This is a story of a brief outage caused by a slightly unintuitive API1 that has some very sharp corners for the uninitiated. The outage, though brief, was of the "wake up at 4am" variety so the lesson was especially salient.
This is not a post trying to tear down the Node.js authors or cast blame.
The Node.js runtime and standard library are incredible force multipliers
that help teams ship code quickly. This particular story is about a codebase
misusing the connection options offered by the tls
package in the Node.js
standard library. This usage was based on an "obvious" interpretation of one
option name and an expectation that another option would behave similarly to
how it works in other technology stacks. These options are very
well documented, but one option could really benefit from being renamed and the
other could benefit from a small change in behavior. However, for a programming
language runtime with such a large userbase it's essentially impossible to
rename options or change behavior in a core package once released.
Contents
The Good
This outage motivated me to try to address the biggest issue in this
outage: the ca
TLS option wipes away the default root trust store.

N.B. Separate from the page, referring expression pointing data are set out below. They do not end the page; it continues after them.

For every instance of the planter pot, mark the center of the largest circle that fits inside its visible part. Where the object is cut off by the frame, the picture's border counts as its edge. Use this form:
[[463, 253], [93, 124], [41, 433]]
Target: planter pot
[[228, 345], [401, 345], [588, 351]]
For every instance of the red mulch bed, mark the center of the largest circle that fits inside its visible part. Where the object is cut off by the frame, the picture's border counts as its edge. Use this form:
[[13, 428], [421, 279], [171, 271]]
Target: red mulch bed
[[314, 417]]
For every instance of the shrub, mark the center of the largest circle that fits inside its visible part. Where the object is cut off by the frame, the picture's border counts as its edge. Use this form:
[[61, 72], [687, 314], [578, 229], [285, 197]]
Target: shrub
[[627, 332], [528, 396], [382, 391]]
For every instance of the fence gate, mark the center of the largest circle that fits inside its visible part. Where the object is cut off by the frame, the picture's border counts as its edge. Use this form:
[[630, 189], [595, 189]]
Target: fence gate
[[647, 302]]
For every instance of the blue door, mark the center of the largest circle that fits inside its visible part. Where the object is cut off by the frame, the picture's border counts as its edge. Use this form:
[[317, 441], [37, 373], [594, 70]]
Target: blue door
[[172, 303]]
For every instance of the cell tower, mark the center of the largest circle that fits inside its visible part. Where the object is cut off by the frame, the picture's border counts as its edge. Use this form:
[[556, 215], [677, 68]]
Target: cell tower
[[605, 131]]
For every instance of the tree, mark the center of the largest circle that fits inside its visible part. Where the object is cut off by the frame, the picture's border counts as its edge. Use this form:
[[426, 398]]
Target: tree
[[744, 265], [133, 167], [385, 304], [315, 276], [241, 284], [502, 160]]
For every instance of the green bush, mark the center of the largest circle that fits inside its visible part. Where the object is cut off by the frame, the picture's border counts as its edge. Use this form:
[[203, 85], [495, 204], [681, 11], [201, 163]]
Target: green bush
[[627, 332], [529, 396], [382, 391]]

I wrote Fixing the Custom CA Problem in Node.js to showcase
how ca
is currently broken and to demonstrate how my ca-append
package
tries to patch the brokenness.
The Bad
Here I want to lay out the sharpest corner: the ca
TLS option in Node.js
(I mentioned two connection options in this story, but the second one —
cert
— was a less significant contributor to the outage).
When applications securely connect over TLS, they always2 verify that the server's X.509 certificate has been signed by a trusted certificate authority (CA). Most language runtimes — including Node.js — have a default root trust store of well-known CAs.
However, some applications need to connect to private or internal servers that
have X.509 certificates signed by a CA outside of the default root trust
store. For example, during local development we may want to run a server over
TLS on localhost
. Or, some third parties may have a private CA that
they use to sign certificates for internal APIs.
In these situations it's crucial to be able to modify the default root trust
store and Node.js provides a ca
TLS connection option3 for doing just that. The problem with the ca
option
is that it completely replaces the existing trust store (rather than appending
to it):
Optionally override the trusted CA certificates. Default is to trust the well-known CAs curated by Mozilla. Mozilla's CAs are completely replaced when CAs are explicitly specified using this option.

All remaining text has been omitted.